A rare, mutated form of poliovirus has caused paralysis in 2 children in the Ukraine. Several articles discuss what happened but it’s important to also understand the implications.
First, the polio vaccine currently used in the US and most developed countries is the inactivated polio vaccine (IPV); the use of oral polio vaccine (OPV) was discontinued in the US in 2000. It is not possible for IPV to cause paralytic poliomyelitis (the debilitating disease caused by poliovirus). It is not possible for IPV to shed and infect another person. It is not possible for IPV to mutate into a disease-causing virus strain. OPV, on the other hand, while highly effective in producing immunity to poliovirus, is a live, weakened poliovirus (actually a combo of 3 poliovirus strains, but that is neither here nor there) that can, in rare cases (1 in every 2.7 million first doses), cause vaccine-associated paralytic polio in a recipient (thought to be triggered by immune deficiency), and also very rarely and over time, mutate into a disease-causing virus similar to wild-type poliovirus.
In the recent cases of polio in the Ukraine, while it is true that the strain of poliovirus that caused disease was a mutated form of the OPV strain, it is also true that the cases of polio disease would not have occurred if there was a high enough vaccination rate in the community. Poliovirus is an RNA virus, and RNA is highly prone to errors while replicating, thus causing mutation. As a comparison, when DNA is replicated, there is an error about 1 per billion nucleotides, whereas RNA replication makes a mistake in about 1 per 10,000. This actually corresponds to an average of 1 mutation per whole poliovirus that is replicated. Mutations are random, so sometimes a mutation will change nothing in how the virus acts, sometimes it will make the virus stronger, sometimes it will make the virus weaker. However, the more chances that a virus gets to replicate, the more chances it gets to “win” in the evolutionary game… it will have more of a chance to hit that set of mutations to make it replicate faster and cause disease.
Let’s travel the route of an OPV virus in 2 populations. The first is a community such as the Ukraine, where the vaccination rate is a low 50%. A person receives OPV, the vaccine strain virus replicates slowly in the gut over several weeks while the person produces an immune response, which will then eliminate the vaccine strain virus well before it can do any harm. However, during this time, the vaccine recipient perhaps did not do a great job washing hands after using the bathroom and spreads the vaccine strain virus to 10 people close to them, 5 of whom are unvaccinated. This is actually not a bad thing as now these 5 unvaccinated people receive “passive” immunization and they now produce antibodies to poliovirus, although the vaccine strain virus also slowly replicates in their gut while the person mounts an immune response… which then spreads to other unvaccinated people in close contact, and so on. This can occur silently over many years. However, all this time, the vaccine virus is getting a chance to replicate further, which means more chances of hitting the lottery and mutating into a form that can cause harm just like wild-type poliovirus. Another way to look at it is like playing the game telephone, where you have a long line of kids and one person whispers something to the first person, who then whispers it to the next person, and so on. The longer the message goes down the line, the more chances for the message to get distorted.

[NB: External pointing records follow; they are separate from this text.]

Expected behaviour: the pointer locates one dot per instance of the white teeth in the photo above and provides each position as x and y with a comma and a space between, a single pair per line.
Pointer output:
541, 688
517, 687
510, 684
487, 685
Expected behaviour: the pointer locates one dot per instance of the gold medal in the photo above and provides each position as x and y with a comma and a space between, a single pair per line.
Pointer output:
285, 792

Now, let’s travel the route of OPV in a population with a high vaccination rate. In this case, a person receives OPV, the vaccine strain virus replicates slowly in the gut, and even though this person exercised poor hygiene, all the close contacts around the person have been vaccinated, so when they are exposed to the vaccine strain virus, their vaccine-primed immune systems attack the virus before it gets a chance to replicate and be further spread. So in this scenario, rather than allowing a message to get distorted along the way by playing telephone, it’s like everyone got the message first-hand, from the source, so it’s in the original form.

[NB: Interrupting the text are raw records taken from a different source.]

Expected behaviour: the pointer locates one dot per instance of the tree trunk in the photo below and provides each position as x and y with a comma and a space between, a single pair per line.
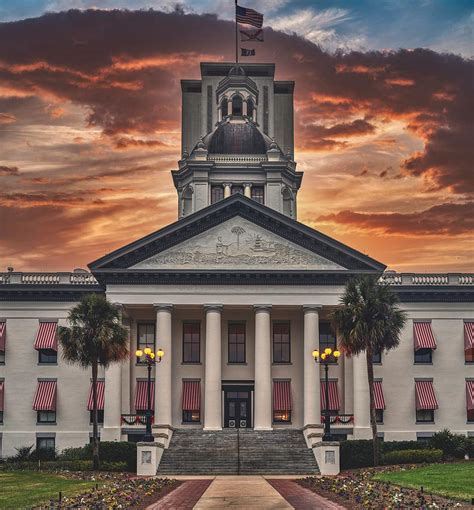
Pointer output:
95, 434
373, 421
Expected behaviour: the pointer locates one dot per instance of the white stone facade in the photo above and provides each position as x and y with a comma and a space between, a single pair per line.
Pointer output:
242, 280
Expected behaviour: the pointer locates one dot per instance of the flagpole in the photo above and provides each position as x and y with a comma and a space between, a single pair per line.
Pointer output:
236, 36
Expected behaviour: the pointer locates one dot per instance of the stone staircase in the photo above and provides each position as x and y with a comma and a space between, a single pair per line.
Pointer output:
231, 451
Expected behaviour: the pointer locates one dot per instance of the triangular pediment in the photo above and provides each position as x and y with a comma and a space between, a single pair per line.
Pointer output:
237, 243
235, 235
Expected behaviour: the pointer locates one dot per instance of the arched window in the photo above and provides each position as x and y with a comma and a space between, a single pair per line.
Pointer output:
224, 107
250, 107
287, 202
187, 201
237, 105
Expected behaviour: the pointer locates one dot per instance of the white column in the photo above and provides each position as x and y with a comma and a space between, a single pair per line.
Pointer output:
311, 376
263, 369
112, 403
212, 369
248, 190
163, 370
361, 403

The U.S. and other developed countries can rest easy that it isn’t possible for IPV to mutate into a disease-causing form. However, poliovirus, whether wild-type or OPV-derived, is only a plane ride away, which means it is very important that we continue to vaccinate here in the U.S. In addition, there have been rare cases of long-term shedding of live poliovirus in immune deficient recipients of OPV, and since OPV was still in use up to year 2000, the possibility still exists for exposure to vaccine-derived poliovirus within the U.S. The elimination of wild-type poliovirus from the U.S. has led to a false sense of security where there are now community pockets with low vaccination rates against polio. And since IPV doesn’t have the “passive” immunization benefits of OPV, only those who are vaccinated are protected if exposed to disease-causing poliovirus.